Lo scontro con la Cgil. La replica del sindacato: «È lui che divide il Paese, è nervoso ed evoca fantasmi e complotti. Quella imboccata non è la strada giusta»
Avanti tutta. «Se ci sarà bisogno di mettere la fiducia sul Jobs act lo faremo». Prima ancora di arrivare davanti ai cancelli della Palazzoli, dove lo attende la contestazione di alcune centinaia tra operai Fiom e antagonisti dei centri sociali, Matteo Renzi lancia l’ennesimo avvertimento utilizzando la finestra mattutina del Tg5: «Il sindacato fa il suo lavoro: in bocca al lupo. Ma noi andiamo avanti perché il nostro obiettivo non è fare una battaglia politica ma far ripartire l’Italia e su questo non molliamo di un millimetro». Lo ripeterà qualche ora dopo, agli industriali bresciani riuniti nello stabilimento della Palazzoli assieme al vertice di Confindustria guidato da Giorgio Squinzi.
«È stato calcolato e progettato un disegno in queste settimane per dividere il mondo del lavoro, farne terreno di scontro», dice Renzi, che ancora una volta mette nel mirino la Cgil e quanti attraverso questo scontro hanno «bloccato l’Italia» per decenni, anche a costo di sfruttare «il dolore dei cassaintegrati e dei disoccupati». «Ma non esiste una doppia Italia – afferma ancora il premier – esiste un’Italia unica e indivisibile, che si faccia il lavoratore o l’imprenditore, e questa Italia non consentirà di scendere nello scontro». Renzi è un fiume in piena: «Tre mesi fa eravamo una banda di ragazzini inesperti, senza consiglieri bravi. Ora che hanno visto che le cose le stiamo facendo, siamo diventati i poteri forti, l’uomo solo al comando».
La reazione della Cgil non si è fatta attendere: «C’è nervosismo nelle parole del presidente del Consiglio, che ancora una volta evoca fantasmi e complotti, lancia invettive ma evita accuratamente di dire come si crea lavoro e come si rilancia il Paese». Non è il sindacato, ma il governo ad aver imboccato una «strada che divide il Paese».

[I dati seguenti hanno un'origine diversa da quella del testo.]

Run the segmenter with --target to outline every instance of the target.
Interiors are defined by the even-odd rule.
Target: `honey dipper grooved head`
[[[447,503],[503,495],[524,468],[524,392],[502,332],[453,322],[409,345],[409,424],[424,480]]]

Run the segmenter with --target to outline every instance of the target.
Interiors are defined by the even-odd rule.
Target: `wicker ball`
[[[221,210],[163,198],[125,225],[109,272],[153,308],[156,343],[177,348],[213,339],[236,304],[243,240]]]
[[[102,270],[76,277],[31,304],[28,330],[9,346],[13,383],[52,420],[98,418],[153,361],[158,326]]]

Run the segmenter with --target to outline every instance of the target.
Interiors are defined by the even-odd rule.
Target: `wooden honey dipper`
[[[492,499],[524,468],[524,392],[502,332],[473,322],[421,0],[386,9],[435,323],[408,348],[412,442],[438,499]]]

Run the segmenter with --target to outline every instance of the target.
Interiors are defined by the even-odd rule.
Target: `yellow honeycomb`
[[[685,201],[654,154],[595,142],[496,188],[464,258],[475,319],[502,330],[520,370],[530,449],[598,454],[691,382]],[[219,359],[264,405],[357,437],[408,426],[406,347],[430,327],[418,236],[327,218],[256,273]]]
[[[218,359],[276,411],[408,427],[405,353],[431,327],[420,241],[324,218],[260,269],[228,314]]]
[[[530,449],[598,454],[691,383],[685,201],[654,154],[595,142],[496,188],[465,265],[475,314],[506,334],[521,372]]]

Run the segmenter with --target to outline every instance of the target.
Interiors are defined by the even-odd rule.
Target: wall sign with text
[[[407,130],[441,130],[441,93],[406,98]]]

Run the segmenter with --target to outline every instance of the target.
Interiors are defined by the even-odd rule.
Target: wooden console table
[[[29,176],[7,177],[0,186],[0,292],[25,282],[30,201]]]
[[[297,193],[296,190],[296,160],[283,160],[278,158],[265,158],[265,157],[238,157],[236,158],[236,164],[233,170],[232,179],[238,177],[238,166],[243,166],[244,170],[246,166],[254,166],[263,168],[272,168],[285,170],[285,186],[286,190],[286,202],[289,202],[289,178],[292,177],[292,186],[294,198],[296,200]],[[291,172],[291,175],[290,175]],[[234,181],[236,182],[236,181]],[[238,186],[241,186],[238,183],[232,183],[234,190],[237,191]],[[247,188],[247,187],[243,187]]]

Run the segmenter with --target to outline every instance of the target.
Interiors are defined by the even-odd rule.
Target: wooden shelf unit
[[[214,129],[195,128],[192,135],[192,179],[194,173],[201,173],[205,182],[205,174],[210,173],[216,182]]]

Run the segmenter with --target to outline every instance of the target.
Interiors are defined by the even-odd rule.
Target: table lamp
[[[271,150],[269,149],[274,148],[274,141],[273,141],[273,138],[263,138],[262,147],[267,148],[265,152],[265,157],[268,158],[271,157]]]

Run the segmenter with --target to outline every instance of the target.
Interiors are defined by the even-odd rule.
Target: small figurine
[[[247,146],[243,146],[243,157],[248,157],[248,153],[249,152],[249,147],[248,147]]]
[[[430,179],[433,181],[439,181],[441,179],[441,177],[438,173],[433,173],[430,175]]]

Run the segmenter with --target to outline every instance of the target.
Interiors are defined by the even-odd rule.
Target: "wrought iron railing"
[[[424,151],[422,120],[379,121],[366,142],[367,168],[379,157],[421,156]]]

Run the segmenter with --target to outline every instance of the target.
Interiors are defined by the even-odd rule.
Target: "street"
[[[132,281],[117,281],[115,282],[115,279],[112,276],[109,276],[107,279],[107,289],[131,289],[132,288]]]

Renzi però non ce l’ha solo con i sindacati. «Non c’è un uomo solo al comando – insiste con riferimento anche all’editoriale di domenica di Eugenio Scalfari – ma un popolo che
Il chiede di cambiare». E il momento per Renzi è «ora o mai più» perché «c’è un’opportunità pazzesca» e «non coglierla sarebbe un errore gravissimo», se invece «facciamo ciò di cui siamo in grado, l’Italia nei prossimi anni sarà la locomotiva d’Europa». Per riuscirci, però, basta con il «si farà» ed è questo «il senso dell’urgenza che muove me e il governo», ha detto il premier, rivendicando le scelte sulle riforme, a partire da quella del lavoro ma anche dalla delega fiscale, che – sottolinea – «è già partita e occorrerà qualche sperimentazione concreta perché, ad esempio, la dichiarazione dei redditi precompilata che arriverà a 20 milioni di persone è una rivoluzione culturale, ma dobbiamo fare in modo che quella dichiarazione necessiti il meno possibile di un intervento successivo sulle detrazioni, sulle deducibilità da parte dei professionisti. Dobbiamo lavorare molto duramente perché sia davvero una dichiarazione dei redditi in cui possa comparire tutto». Il premier conferma poi la disponibilità a sostenere il credito d’imposta per la ricerca («anche se poi il problema è come li spendiamo…») oltre al piano per l’export (nel pomeriggio ha incontrato a Palazzo Chigi i principali player del settore agroalimentare) e alla legge Sabatini. Quanto alle imposte sui capannoni industriali, il presidente del Consiglio ha spiegato che ci sarà «una sola tassa, è una tassa della città, c’è in tutto il mondo, e comprende anche la discussione sui capannoni, che sarà affidata al sindaco di quel Comune e non vedrà più lo Stato metterci bocca».